Self-service data science is easier said than delivered, especially on Apache Hadoop. Most organizations struggle to balance the diverging needs of the data scientist, data engineer, operator, and architect. Matt Brandwein and Tristan Zajonc cover the underlying root causes of these challenges and introduce new capabilities being developed to make self-service data science a reality.

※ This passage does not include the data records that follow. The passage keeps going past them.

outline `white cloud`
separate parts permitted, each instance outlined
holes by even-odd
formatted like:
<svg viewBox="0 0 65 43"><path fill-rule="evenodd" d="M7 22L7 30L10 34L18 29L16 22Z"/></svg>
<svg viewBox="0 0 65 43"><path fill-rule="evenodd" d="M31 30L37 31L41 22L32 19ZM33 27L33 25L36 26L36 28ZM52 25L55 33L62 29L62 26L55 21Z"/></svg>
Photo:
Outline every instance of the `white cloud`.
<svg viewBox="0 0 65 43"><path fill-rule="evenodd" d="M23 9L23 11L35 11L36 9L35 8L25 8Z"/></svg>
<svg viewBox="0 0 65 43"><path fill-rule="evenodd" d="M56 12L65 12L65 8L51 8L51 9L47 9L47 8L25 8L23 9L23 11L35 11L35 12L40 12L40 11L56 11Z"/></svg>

Charles Zedlewski is vice president of product at Cloudera. Previously, Charles held various management roles in product strategy, management, and operations at SAP, where he led the development of a half a dozen new and follow-on releases for products that supported some of SAP’s major growth initiatives in GRC, sustainability, and EPM. Many of these products received substantial critical acclaim and collectively generated more than a hundred million dollars in new product revenues. Prior to SAP, Charles held product roles at BEA Systems and venture-backed software startups. Charles holds a bachelor’s degree from Carleton College and an MBA from MIT.

Presentations

Possibilities powered by the cloud Keynote

The cloud is disrupting every segment of our industry. If you don’t have a strategy for it, then you’re missing what might be your best new market opportunity. Tom Reilly and Charles Zedlewski talk about how machine learning and real-time data in the cloud are powering a new wave of possibilities.

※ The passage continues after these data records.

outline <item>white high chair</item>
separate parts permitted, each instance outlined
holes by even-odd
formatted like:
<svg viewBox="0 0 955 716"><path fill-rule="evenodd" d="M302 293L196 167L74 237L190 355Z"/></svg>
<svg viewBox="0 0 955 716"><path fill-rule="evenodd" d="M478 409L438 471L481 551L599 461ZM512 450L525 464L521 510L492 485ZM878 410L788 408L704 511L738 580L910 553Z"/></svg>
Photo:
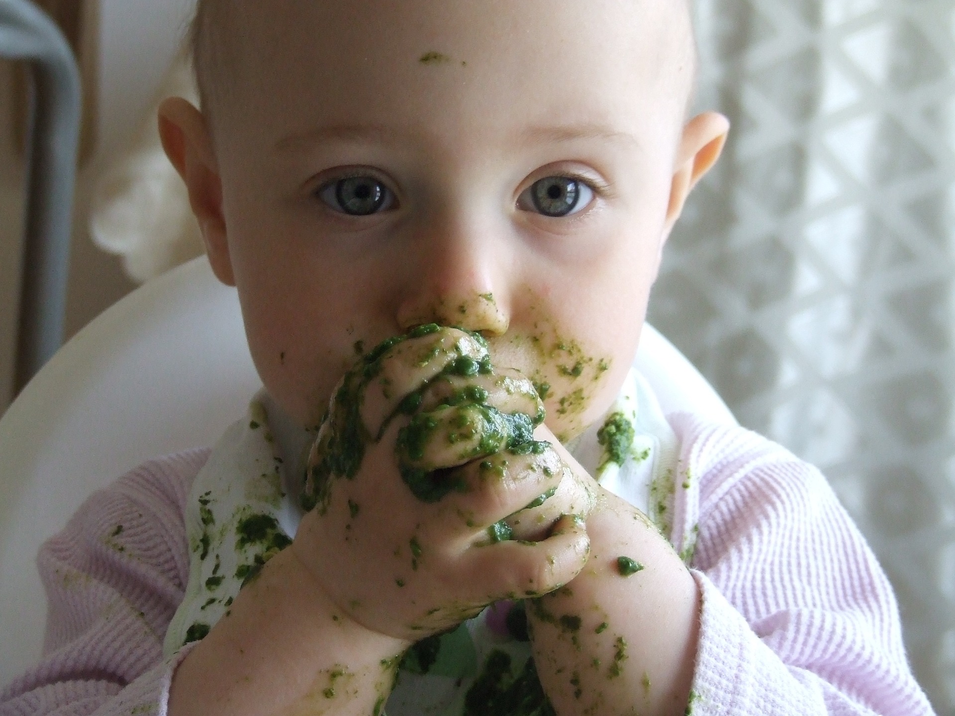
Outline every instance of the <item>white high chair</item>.
<svg viewBox="0 0 955 716"><path fill-rule="evenodd" d="M649 326L636 365L665 412L734 422ZM40 657L41 542L87 495L140 462L214 443L260 385L236 292L201 257L119 301L24 389L0 419L0 686Z"/></svg>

Yingsong Zhang is a data scientist at ASI, where she has worked on everything from social media data to special data from clients to build predictive models. Yingsong has published over 10 first-author research papers in top journals and conferences in the field of signal/image processing and has accumulated extensive experience in algorithm design and information representation. She recently completed a three-year postdoc project at Imperial College London developing sampling theory and the application system. Yingsong holds a BA in mathematics, an MSc in artificial intelligence and pattern recognition from one of China’s top universities, and a PhD in signal and image processing from Cambridge University.

Presentations

Gaining additional labels for data: An introduction to using semisupervised learning for real problems Tutorial

There are sometimes occasions where the labels on data are insufficient. In such situations, semisupervised learning can be of great practical value. Yingsong Zhang explores illustrative examples of how to come up with creative solutions, derived from textbook approaches.